14. Indien die stelling van de bank juist is, moet worden beoordeeld of de bank dat van [appellant] mocht verlangen, nadat zij eerder met dergelijke tekorten genoegen had genomen, mede in verband met de aanvullende zekerheden. Zoals hierboven sub 4. is vermeld, mocht de bank in het kader van de afspraak dat aan margintekorten niet te zwaar zou worden getild, (tijdelijk) rekening houden met de verstrekte hypotheken. Zij behoefde dat evenwel niet te (blijven) doen. In de omstandigheid dat [appellant] al meermalen forse bedragen had moeten bijstorten en in de steeds strengere regelgeving en rechtspraak kon de bank aanleiding vinden om niet langer genoegen te nemen met het inzetten van tijdelijke aanvullende zekerheden en terug te vallen op de basisafspraak over de 60% dekkingswaarde van de effectenportefeuille. De bank heeft daarmee niet onzorgvuldig gehandeld.
15. Indien daarentegen juist is de stelling van [appellant] dat de bank hem heeft gedwongen tot het sluiten van al zijn posities, terwijl dat (ook volgens de bank) niet nodig was om weer aan de marginverplichting te voldoen, dan zou de bank daardoor mogelijk wel onzorgvuldig kunnen hebben gehandeld. Derhalve moet worden onderzocht wat er in oktober 1998 met betrekking tot de sluiting van de posities van [appellant] precies is gebeurd.
16. Het hof zal [appellant] daarom overeenkomstig zijn aanbod toelaten tot het bewijs van zijn stelling dat de bank destijds tegen zijn wens is overgegaan tot het sluiten van meer posities dan nodig was om te bewerkstelligen dat [appellant] weer aan de marginverplichting zou voldoen. Over deze kwestie is tussen partijen nauwelijks gedebatteerd, mede doordat de subsidiaire vordering eerst in appel is ingesteld. Mogelijk blijkt bij nadere discussie dat partijen het eens kunnen worden over de feitelijke gang van zaken in oktober 1998, zodat bewijslevering overbodig is.
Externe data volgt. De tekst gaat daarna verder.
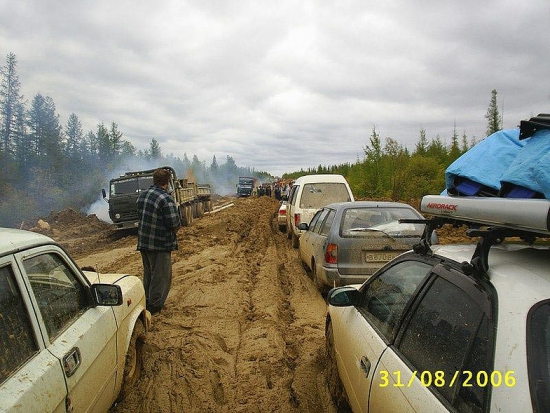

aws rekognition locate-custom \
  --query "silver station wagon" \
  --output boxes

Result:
[298,201,424,292]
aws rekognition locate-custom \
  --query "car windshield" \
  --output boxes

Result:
[300,182,351,209]
[341,207,424,238]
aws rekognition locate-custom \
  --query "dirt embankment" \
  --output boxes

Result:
[37,197,335,413]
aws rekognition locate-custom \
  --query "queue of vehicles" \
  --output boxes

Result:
[4,119,550,413]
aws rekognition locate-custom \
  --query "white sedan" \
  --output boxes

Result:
[326,196,550,413]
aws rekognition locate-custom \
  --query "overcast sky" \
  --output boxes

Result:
[0,0,550,175]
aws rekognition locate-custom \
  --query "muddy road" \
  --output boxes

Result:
[44,197,335,413]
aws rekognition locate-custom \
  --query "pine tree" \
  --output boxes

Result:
[0,53,24,156]
[149,138,162,161]
[65,113,84,159]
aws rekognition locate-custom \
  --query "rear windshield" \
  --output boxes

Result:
[341,207,424,238]
[300,182,351,209]
[527,301,550,412]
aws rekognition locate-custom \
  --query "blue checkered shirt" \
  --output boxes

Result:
[136,185,181,251]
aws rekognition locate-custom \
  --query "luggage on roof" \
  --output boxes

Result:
[445,114,550,199]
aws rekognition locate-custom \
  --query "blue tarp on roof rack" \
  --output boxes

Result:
[445,129,526,196]
[500,129,550,199]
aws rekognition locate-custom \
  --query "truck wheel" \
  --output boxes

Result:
[197,201,204,218]
[185,205,193,226]
[117,319,145,401]
[179,205,189,227]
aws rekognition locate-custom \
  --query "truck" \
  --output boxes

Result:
[236,176,257,197]
[102,166,212,230]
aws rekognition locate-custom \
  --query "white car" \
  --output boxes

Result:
[326,196,550,413]
[0,228,150,412]
[286,174,355,248]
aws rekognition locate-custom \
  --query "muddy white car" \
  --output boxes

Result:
[0,228,150,412]
[326,196,550,413]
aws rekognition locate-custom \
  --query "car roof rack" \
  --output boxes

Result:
[400,195,550,278]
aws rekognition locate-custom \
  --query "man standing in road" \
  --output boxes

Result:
[137,169,181,314]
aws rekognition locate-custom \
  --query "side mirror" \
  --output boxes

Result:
[327,286,359,307]
[92,284,122,307]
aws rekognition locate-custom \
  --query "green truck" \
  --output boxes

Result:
[102,166,212,230]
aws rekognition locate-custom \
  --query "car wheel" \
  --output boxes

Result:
[325,322,351,413]
[118,319,145,401]
[292,232,300,248]
[311,261,328,295]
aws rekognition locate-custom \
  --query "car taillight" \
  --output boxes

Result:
[325,244,338,264]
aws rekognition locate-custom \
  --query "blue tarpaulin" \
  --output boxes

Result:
[445,128,526,195]
[444,120,550,199]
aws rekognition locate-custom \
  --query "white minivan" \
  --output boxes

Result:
[286,174,355,248]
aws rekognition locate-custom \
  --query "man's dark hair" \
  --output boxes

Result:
[153,168,170,186]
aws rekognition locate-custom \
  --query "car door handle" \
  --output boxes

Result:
[360,356,371,377]
[63,347,82,377]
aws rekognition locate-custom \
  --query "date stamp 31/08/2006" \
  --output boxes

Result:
[379,370,516,387]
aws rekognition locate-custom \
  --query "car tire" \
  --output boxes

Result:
[311,261,328,296]
[325,322,351,413]
[292,232,300,249]
[117,319,145,401]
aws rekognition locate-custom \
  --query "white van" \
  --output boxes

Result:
[286,174,355,248]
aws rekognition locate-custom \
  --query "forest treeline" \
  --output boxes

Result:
[0,53,499,227]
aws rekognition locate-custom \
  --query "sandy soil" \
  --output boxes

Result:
[30,197,476,413]
[37,197,335,413]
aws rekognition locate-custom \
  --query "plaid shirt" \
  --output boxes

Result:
[136,185,181,251]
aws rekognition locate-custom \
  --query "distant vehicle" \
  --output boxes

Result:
[286,174,354,248]
[326,196,550,413]
[102,166,212,230]
[298,201,424,292]
[0,228,151,412]
[236,176,257,197]
[277,201,287,232]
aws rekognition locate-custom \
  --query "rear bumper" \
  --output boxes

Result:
[319,266,371,287]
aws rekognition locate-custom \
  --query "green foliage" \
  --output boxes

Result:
[0,54,486,226]
[485,89,502,136]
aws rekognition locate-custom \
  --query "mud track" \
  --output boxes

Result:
[67,197,335,413]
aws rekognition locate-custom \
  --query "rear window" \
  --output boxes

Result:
[111,175,153,195]
[527,301,550,412]
[300,182,351,209]
[341,207,424,238]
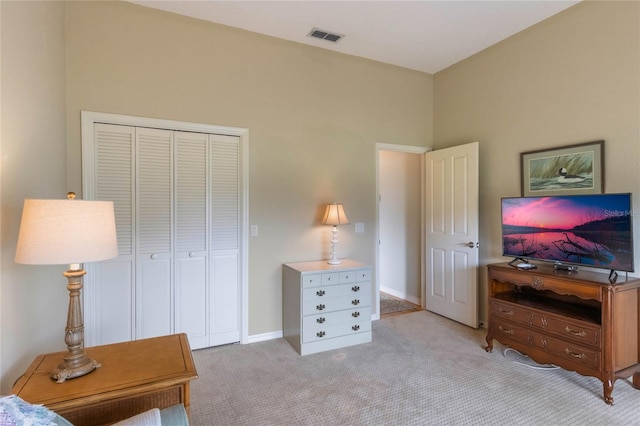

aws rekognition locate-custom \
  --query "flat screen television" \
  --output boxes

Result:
[502,193,634,273]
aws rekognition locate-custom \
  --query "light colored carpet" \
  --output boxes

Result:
[191,311,640,426]
[380,293,416,315]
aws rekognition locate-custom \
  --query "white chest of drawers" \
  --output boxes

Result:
[282,260,371,355]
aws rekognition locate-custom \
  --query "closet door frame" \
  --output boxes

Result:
[81,111,249,346]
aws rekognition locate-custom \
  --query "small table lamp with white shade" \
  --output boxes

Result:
[15,192,118,383]
[322,203,349,265]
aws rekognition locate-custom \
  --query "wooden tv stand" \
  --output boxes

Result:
[486,263,640,404]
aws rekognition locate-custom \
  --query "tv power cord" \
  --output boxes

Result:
[502,347,560,370]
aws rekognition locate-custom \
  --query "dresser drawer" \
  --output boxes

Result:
[357,269,371,282]
[302,281,371,301]
[490,299,602,348]
[531,313,601,348]
[491,299,532,324]
[490,319,531,345]
[302,306,371,330]
[490,319,601,373]
[302,293,371,315]
[302,318,371,343]
[546,337,602,372]
[302,274,322,288]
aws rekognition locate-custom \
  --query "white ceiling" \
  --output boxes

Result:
[131,0,580,74]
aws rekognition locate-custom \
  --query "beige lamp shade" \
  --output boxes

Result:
[322,203,349,225]
[15,199,118,265]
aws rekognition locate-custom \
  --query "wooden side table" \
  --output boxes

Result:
[11,334,198,426]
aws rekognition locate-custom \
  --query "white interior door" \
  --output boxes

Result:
[425,142,479,328]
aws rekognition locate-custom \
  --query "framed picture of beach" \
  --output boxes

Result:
[520,141,604,197]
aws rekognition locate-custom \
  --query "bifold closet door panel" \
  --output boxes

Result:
[90,123,135,346]
[135,128,174,339]
[209,135,241,346]
[174,132,210,349]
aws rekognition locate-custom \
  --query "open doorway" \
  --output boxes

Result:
[376,144,429,318]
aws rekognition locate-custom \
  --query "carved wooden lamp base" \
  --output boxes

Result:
[51,264,100,383]
[51,356,102,383]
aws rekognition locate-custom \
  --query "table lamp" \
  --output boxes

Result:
[322,203,349,265]
[15,192,118,383]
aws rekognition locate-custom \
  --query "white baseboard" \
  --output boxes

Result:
[380,287,422,306]
[246,330,282,343]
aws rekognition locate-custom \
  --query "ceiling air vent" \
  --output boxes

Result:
[307,28,344,43]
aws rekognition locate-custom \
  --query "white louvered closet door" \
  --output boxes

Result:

Voor dat geval zal het hof een comparitie gelasten voorafgaand aan het getuigenverhoor.
- gelast partijen te verschijnen voor een comparitie van partijen, te houden voor de te dezer zake benoemde raadsheer-commissaris mr. L.M. Croes op donderdag 13 september 2007 in het Paleis van Justitie te ’s-Gravenhage;
- laat [appellant] toe tot het bewijs van zijn stelling dat de bank in oktober 1998 tegen zijn wens is overgegaan tot het sluiten van meer posities dan nodig was om te bewerkstelligen dat [appellant] weer aan de marginverplichting zou voldoen;
- bepaalt dat getuigen kunnen worden gehoord aansluitend aan de hierboven bedoelde comparitie;
- houdt iedere nadere beslissing aan.
Dit arrest is gewezen door mrs. J.M. van der Klooster, M.Y. Bonneur en L.M. Croes, en uitgesproken ter openbare terechtzitting van 12 juni 2007 in aanwezigheid van de griffier.